Recycling was a matter of practical necessity long before the word was coined and assumed its modern connotation of environmental good practice. A case in point is the first stamps of Latvia, issued Dec. 18, 1918 (Scott 1 and 2).
This small Baltic state declared itself independent of the Russian Empire on Nov. 18, 1918, amid the devastation following World War I.
Ansis Cirulis (1883-1942), a Latvian painter and graphic artist, was selected to design the first postage stamps of the new sovereign state.
The two new stamps had the same value (5 kapeikas), color (carmine) and design, based on the nation’s coat of arms, which featured a historic Latvian motif of the sun as a symbol of statehood. Three stylized ears of grain are surrounded by the rays of a rising sun, with three tiny stars unevenly spaced in the rays.
During WWI, depictions of the sun in national imagery used 17 rays for the number of districts self-identified as Latvian. The three stars in the coat of arms (and on the stamps) symbolized three historic districts included in the new republic. The country name appears as “Latvija,” in the native language.

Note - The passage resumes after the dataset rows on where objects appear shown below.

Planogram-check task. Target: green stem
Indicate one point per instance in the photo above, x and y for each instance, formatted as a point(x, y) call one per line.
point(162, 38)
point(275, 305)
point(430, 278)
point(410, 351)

In keeping with the multitude of acute postwar shortages, postal officials had no supply of new good-quality paper on which to print stamps. What they did have, however, was a trove of maps of the Baltic region prepared for the German general staff and abandoned when the defeated German army fled the country.
According to an article by Frank L. Browne in the April 1950 issue of the S.P.A. Journal, there were 79 different German military maps of the regions of Latvia, Lithuania and Poland, and at least 62 (depicting southern Latvia and northern Lithuania) are known to have been used for stamp printing. The backs of the stamps may contain black or black and brown map printing, or be blank if the paper was from margins of the maps.
A website by researcher Bill Apsit says that Schnakenburg Printing Works in Latvia’s capital, Riga, printed the stamps by lithography in sheets of 228 (12 rows of 19). The map paper had no watermarks. Apsit reports that printing receipts survive for 11,956 sheets of stamps, a mixture of imperforate sheets (Scott 1) and perforated sheets (Scott 2, perf 11½).
Latvia’s first issues literally and figuratively have “a story behind the stamp,” and specialist collectors have reconstructed large sections of the maps by assembling the appropriate stamps.
It is up to the individual collector whether to mount Latvia Scott 1 and 2 face up or face down in one’s album.
The Scott Classic Specialized Catalogue of Stamps and Covers 1840-1940 differentiates slightly between stamps having brown and black, black only, or no map printing on the reverse, but examples of both issues average only a few dollars in any condition — a bargain for fairly common stamps backed with an uncommonly interesting history.